I have been working on the Sentiment analysis prediction using the Rotten Tomatoes movie reviews dataset. The dataset has 5 classes {0,1,2,3,4} where 0 being very negative and 4 being very positive The dataset is highly unbalanced,
total samples = 156061
'0': 7072 (4.5%),
'1': 27273 (17.4%),
'2': 79583 (50.9%),
'3': 32927 (21%),
'4': 9206 (5.8%)
as you can see class 2
has almost 50% samples and 0
and 5
contribute to ~10% of training set
So there is a very strong bias for class 2
thus reducing the accuracy of classification for class 0
and 4
.
What can I do to balance the dataset? One solution would be to get equal number of samples by reducing the samples to only 7072 for each class, but it reduces the dataset drastically! How can I optimize and balance the dataset without affecting the accuracy of overall classification?

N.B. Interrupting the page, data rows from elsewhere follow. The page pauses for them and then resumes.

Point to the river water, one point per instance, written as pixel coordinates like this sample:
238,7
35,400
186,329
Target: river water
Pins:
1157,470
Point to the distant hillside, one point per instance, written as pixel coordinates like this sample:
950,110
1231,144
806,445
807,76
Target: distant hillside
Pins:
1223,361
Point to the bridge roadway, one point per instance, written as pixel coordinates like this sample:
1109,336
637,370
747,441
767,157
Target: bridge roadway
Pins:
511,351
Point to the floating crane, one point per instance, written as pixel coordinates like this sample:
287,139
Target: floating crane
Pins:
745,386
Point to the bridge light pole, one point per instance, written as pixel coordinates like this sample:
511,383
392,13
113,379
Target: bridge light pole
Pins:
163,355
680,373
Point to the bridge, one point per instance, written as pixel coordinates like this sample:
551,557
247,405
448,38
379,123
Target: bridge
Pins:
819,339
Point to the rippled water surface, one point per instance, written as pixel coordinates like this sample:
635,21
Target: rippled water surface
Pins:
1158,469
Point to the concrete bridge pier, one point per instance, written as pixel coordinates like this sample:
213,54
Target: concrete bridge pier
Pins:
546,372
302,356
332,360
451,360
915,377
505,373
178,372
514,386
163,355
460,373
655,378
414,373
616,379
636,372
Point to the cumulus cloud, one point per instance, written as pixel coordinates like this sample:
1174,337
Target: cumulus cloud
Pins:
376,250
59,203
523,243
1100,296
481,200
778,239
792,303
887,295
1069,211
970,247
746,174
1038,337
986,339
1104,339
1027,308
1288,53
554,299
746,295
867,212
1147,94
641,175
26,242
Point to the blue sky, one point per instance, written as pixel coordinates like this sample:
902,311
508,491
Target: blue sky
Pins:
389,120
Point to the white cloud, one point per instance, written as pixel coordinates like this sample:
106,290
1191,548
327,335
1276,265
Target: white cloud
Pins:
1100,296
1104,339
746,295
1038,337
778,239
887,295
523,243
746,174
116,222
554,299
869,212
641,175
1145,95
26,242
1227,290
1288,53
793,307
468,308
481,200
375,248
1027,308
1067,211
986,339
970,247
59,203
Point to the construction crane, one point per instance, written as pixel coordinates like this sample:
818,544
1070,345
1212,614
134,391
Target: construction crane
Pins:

You should not balance the dataset, you should train a classifier in a balanced manner. Nearly all existing classifiers can be trained with some cost sensitive objective. For example - SVMs let you "weight" your samples, simply weight samples of the smaller class more. Similarly Naive Bayes has classes priors - change them! Random forest, Neural networks, Logistic regression, they all let you somehow "weight" samples, it is the core technique for getting more balanced results.